Cutcliffe’s rebuilding project picking up speed

David Cutcliffe’s excellent track record is undeniable.  At every stop along his path, the current Duke head coach has improved programs in serious need of revival in convincing fashion.

In the 1990’s, Cutcliffe helped turn Tennessee into a SEC champion in 1997 and 1998 as its offensive coordinator. He mentored Peyton Manning in college, who reportedly has turned into a pretty good NFL quarterback.

After winning his second straight conference title with the Vols, Cutcliffe took over the head job at Ole Miss, winning the Independence Bowl in his first game with the team.

The Rebels had been to three bowl games in the decade, before Cutcliffe led the program to four in six years. He once again developed a number one draft pick, Eli Manning.

The man has made a career of churning out big-time field generals.

After a few years out of the spotlight, Cutcliffe returned to Knoxville and revived a slumping Tennessee offense before taking on college football’s version of “Mission: Impossible.” He took the head coaching job at Duke.

For some reason, the buzz around the country was giving Cutcliffe the benefit of the doubt when he took this job. What he gave the Blue Devils’ program that they had not had in a coach in two decades was credibility. He had won, and won big before. In the Mannings among others, he had produced great quarterbacks.

In his first season in Durham, there actually was a sign of life, finishing 4-8. Duke had only won four games from 2004-07. The offense was great, scoring over 30 points six times.
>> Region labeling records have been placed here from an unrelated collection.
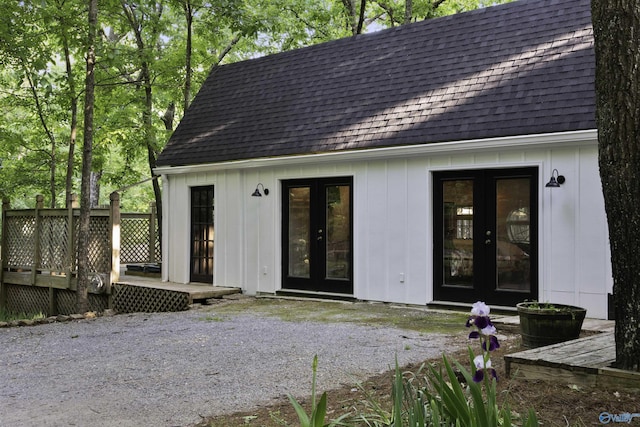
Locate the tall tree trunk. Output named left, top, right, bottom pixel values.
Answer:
left=591, top=0, right=640, bottom=371
left=121, top=0, right=163, bottom=264
left=22, top=62, right=57, bottom=209
left=62, top=30, right=78, bottom=207
left=76, top=0, right=98, bottom=313
left=182, top=0, right=193, bottom=111
left=89, top=171, right=102, bottom=209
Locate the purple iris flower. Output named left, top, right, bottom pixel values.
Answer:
left=473, top=355, right=498, bottom=383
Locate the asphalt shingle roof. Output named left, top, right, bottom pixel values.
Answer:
left=157, top=0, right=596, bottom=166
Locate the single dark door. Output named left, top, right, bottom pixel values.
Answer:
left=433, top=168, right=538, bottom=306
left=190, top=186, right=214, bottom=284
left=282, top=177, right=353, bottom=294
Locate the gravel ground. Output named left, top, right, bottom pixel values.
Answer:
left=0, top=300, right=456, bottom=427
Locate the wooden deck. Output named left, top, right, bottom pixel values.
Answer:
left=118, top=274, right=241, bottom=304
left=112, top=275, right=241, bottom=313
left=504, top=332, right=640, bottom=389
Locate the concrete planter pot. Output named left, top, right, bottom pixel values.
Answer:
left=516, top=302, right=587, bottom=348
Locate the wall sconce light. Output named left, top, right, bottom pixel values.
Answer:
left=545, top=169, right=566, bottom=188
left=251, top=182, right=269, bottom=197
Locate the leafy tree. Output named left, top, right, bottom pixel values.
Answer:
left=591, top=0, right=640, bottom=371
left=76, top=0, right=98, bottom=313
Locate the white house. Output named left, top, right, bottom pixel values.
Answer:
left=155, top=0, right=612, bottom=318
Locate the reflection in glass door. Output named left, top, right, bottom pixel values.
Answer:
left=190, top=186, right=215, bottom=284
left=434, top=168, right=537, bottom=305
left=282, top=178, right=353, bottom=294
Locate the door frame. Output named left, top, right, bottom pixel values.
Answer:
left=431, top=165, right=541, bottom=306
left=280, top=175, right=354, bottom=296
left=188, top=184, right=215, bottom=285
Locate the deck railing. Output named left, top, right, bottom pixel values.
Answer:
left=0, top=193, right=161, bottom=313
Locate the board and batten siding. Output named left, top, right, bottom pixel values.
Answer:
left=159, top=132, right=612, bottom=318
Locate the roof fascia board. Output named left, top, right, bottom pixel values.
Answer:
left=154, top=129, right=598, bottom=175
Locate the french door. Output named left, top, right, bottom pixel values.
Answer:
left=190, top=185, right=215, bottom=284
left=282, top=177, right=353, bottom=295
left=433, top=168, right=538, bottom=306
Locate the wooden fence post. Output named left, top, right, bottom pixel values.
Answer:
left=107, top=191, right=120, bottom=302
left=0, top=199, right=11, bottom=310
left=149, top=202, right=158, bottom=263
left=65, top=194, right=78, bottom=289
left=31, top=194, right=44, bottom=286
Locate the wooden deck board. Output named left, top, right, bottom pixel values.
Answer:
left=118, top=275, right=241, bottom=302
left=504, top=332, right=640, bottom=389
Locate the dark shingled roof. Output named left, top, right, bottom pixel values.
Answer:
left=157, top=0, right=596, bottom=166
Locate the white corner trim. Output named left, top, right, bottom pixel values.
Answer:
left=154, top=129, right=598, bottom=175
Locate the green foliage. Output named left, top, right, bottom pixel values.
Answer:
left=289, top=354, right=346, bottom=427
left=0, top=0, right=505, bottom=210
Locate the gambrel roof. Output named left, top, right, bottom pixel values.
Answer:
left=157, top=0, right=596, bottom=166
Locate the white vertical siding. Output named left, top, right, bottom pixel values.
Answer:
left=164, top=136, right=612, bottom=317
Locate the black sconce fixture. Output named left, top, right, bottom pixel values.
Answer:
left=545, top=169, right=566, bottom=188
left=252, top=182, right=269, bottom=197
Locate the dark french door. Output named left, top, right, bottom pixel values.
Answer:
left=282, top=177, right=353, bottom=295
left=433, top=168, right=538, bottom=306
left=190, top=185, right=214, bottom=284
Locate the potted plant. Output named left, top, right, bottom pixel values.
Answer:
left=516, top=301, right=587, bottom=348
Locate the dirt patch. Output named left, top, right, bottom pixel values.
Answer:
left=197, top=308, right=640, bottom=427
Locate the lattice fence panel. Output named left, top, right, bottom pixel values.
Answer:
left=56, top=289, right=109, bottom=314
left=3, top=215, right=36, bottom=268
left=38, top=216, right=71, bottom=271
left=73, top=216, right=111, bottom=273
left=112, top=284, right=189, bottom=313
left=120, top=217, right=151, bottom=264
left=5, top=284, right=49, bottom=315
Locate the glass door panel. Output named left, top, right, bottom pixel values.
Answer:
left=189, top=186, right=215, bottom=284
left=433, top=168, right=538, bottom=305
left=442, top=179, right=473, bottom=287
left=282, top=177, right=353, bottom=294
left=328, top=185, right=351, bottom=280
left=288, top=187, right=311, bottom=278
left=495, top=178, right=531, bottom=292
After the promising season, a bowl game in 2009 was a goal, rather than a dream. Cutcliffe proclaimed his team to be talented enough to play in the postseason this summer, and not everyone laughed in his face. People within, as well as outside, the Duke program believed in him.

Then came the Richmond game. Opening the season at home against an FCS opponent is practically a preseason scrimmage; it is a way to work out the kinks on your football team before hitting the meat of your schedule. Instead, the defending FCS national champion Spiders hit Duke in the mouth and shocked them 24-16.

Duke was once again the laughing stock of the ACC. Thaddeus Lewis, the quarterback who was expected to lead the Blue Devils to the Promised Land, could not carry his offense past the Spiders. Despite throwing for 350 yards, he only led two scoring drives in the entire game.

The following week against Army, Lewis and Duke struggled much of the game again, before rallying late to win 35-19. Sean Renfree, the backup quarterback was beginning to gain support among the Duke faithful as getting an opportunity to lead the offense.

Cutcliffe knew what he was doing, though. He stuck with Lewis as the main man, despite a blowout loss to Kansas 44-16. He allowed Lewis to get back on track against North Carolina Central, who might not even be the top-ranked high school team in the state should they be playing AAA ball instead.

Back to .500 at 2-2, Duke welcomed Virginia Tech into Wallace Wade Stadium. All the Blue Devils did was take an early 7-0 lead against the surging Hokies, and keep the game close all game long.

Lewis tore apart the Hokies top-notch secondary, and Duke simply was overmatched in a 34-26 loss, despite clearly playing more sound football. If there was ever a moral victory, this was it for Duke.

This past Saturday, the erasing of Duke’s bottom-feeder reputation was complete. They demolished the NC State Wolfpack 49-28, forcing several key turnovers and hardly being resisted on offense. Lewis threw for 450 yards and five touchdowns, looking like an All-ACC player all the way.

Any typical Duke team would have put all their eggs in the Virginia Tech basket, making that a one-game season, then folding tent after coming up short. Instead, Cutcliffe has Duke playing like a real football team, responding after a tough loss with a convincing win over an established ACC program.

The offense is one of the four or five best in the conference at least. The defense can hold opponents enough to let the offense outscore them.

Duke’s next three games are all against teams suffering from strugglitis. A home date with Maryland, followed by trips to Virginia and North Carolina are all winnable games for Duke, and they may actually be favored in all three.

Even should the Blue Devils stagnate from here, and not take the next step towards the top of the conference, Cutcliffe has already changed the culture of the program beyond anything it has been since a man named Spurrier walked the sidelines.

With the way his offense is scoring at will, Spurrier’s Fun N’ Gun offense might have to take a backseat to Cutcliffe’s Blue Devil Bombshells.